RL — Meta-Learning
So far, AI cannot learn as efficiently as a human. Many classifiers take millions of training samples to train and knowledge is not shared among tasks. Each task is trained independently from others. In this article, we will look into the problems and then check out some proposed solutions.
What is the problem?
Comparing with a human, there are two critical weaknesses:
- Sample efficiency: Deep learning has poor sample efficiency. For example, to recognize digit handwriting, we typically read 6000 samples per digit.
- Poor transferability. We don’t learn from previous experience or knowledge.
So what is meta-learning? We define it as “learn how to learn”. Personally, I don’t think this clarifies anything. In reality, we don’t know the exact definition or the solution yet. So it is still a loose term referring different approaches. In this article, we will focus on the following areas:
- recurrent models,
- meta-optimization, and
- metric learning.
But let’s define some basic concept first. In CIFAR-10, we have 60,000 images in ten different categories. In few-shot learning, we train a model with a far larger amount of tasks but far fewer samples per task. Our ultimate goal is generalizing knowledge and apply the model to new tasks that even not train before.
For example, in task 1, we are given 3 samples to learn emoji. Then, with a new emoji, we train the model to associate it with one of the previous samples.
In our second task, we train it with the alphabets.
We repeat the process many times with different tasks. Once the training is done, we measure the model versatility by testing it with a task that we have not performed before, distinguishing the Chinese characters. And yet, the model can associate the testing samples correctly with the new input.

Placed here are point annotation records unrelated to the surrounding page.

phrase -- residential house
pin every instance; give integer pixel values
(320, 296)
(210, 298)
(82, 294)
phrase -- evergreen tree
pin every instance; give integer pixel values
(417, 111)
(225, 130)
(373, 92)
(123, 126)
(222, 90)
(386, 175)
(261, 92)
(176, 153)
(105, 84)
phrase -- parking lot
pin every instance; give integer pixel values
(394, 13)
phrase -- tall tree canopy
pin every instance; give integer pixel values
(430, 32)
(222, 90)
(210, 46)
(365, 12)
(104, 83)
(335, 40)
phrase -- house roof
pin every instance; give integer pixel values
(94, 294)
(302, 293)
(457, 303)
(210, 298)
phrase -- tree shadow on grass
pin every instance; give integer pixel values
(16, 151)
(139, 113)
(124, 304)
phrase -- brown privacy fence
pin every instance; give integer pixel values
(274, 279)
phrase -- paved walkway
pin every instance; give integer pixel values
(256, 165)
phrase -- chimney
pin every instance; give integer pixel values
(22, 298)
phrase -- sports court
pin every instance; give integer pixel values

We may wonder what is the difference between few-shot training and our traditional DL using a large dataset. In DL, we use regularization to make sure we are not overfitting our model with a small dataset. But by training the model with so many samples and iterations, we are overfitting our tasks. What we learned cannot be generalized to other tasks.
Let me demonstrate some of the constraints in DL. We often get stuck when we test samples that are not common in the dataset. For example, in the toy category, there are way too many variants that a DL model can learn. As shown below, the yellow toy duck is badly classified. In few-shot training, the key objective is to process data that we have not been trained before.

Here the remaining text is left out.